My favorite thing to do in the morning is not having a cup of coffee or reading the newspaper (this usually depresses me or sends me into a rage) –it is exercising. Sounds pretty ascetic, requiring military discipline. But no, it actually isn’t; you should try it. Start slow, either with a 30- minute walk outdoors or on a treadmill. I used to run in the morning, but since I screwed up my back I switched to the elliptical. Either exercise is aerobic and beneficial. Your heart will thank you, your stiff lower back will loosen up and your still somnolent brain will wake up to the torrent of oxygenated blood courtesy of your pumping heart. Having finished the aerobic part, I usually stretch to further loosen up my lower back and then move on to resistance exercises, such as push-ups, pull-ups, and weight lifting.
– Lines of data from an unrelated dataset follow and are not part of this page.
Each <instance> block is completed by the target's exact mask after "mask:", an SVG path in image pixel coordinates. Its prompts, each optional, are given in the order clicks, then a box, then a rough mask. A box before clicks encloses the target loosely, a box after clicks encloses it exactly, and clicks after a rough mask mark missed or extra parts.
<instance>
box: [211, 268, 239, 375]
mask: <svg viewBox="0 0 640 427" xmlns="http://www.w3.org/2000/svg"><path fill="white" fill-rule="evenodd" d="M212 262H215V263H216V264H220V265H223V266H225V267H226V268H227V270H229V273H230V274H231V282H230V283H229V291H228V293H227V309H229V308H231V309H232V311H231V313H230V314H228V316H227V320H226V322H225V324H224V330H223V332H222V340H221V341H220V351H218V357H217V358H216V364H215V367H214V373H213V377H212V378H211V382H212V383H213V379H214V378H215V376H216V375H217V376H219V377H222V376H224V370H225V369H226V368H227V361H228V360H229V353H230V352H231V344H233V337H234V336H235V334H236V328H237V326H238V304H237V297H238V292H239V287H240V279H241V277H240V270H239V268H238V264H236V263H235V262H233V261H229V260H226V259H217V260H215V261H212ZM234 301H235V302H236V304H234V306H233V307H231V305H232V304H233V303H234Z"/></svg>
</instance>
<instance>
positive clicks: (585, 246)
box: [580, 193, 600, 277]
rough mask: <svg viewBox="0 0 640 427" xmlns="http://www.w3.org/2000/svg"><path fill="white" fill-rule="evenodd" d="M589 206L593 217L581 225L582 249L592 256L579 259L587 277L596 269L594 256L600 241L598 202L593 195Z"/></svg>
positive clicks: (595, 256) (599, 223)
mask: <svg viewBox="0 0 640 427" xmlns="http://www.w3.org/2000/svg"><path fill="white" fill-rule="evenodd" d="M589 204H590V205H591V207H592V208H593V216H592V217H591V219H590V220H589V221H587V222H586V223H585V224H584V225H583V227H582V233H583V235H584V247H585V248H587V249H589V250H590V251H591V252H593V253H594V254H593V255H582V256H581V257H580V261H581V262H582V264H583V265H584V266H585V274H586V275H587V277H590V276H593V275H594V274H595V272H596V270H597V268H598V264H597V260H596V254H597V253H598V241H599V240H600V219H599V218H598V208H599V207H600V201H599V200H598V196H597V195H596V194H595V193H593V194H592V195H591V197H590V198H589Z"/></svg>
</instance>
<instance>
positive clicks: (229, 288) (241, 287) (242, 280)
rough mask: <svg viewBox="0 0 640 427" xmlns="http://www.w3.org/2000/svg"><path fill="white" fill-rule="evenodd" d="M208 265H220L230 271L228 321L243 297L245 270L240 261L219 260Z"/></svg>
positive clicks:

And therein lies a big problem. Doing the resistance exercises, especially the weight lifting, somehow caused frequent episodes of shoulder pain. Initially I thought I could “blast through” the pain. Mistake!!! Pain is a signal that your body is sending: stop! Something is going wrong. Acute pain can be due a stretched tendon or a muscle spasm. If you stop and let the injured area rest, things will come back to normal very quickly. But if you ignore that signal and continue exercising –chronic inflammation sets in. Not only is the pain more severe, it takes weeks and sometimes months to resolve.
One of the most frequent injuries of resistance exercises is the rotator cuff syndrome. The rotator cuff is a group of 4 muscles that attach to the shaft and head of the humerus (the bone of the upper arm) which participate in lifting the arm above the head.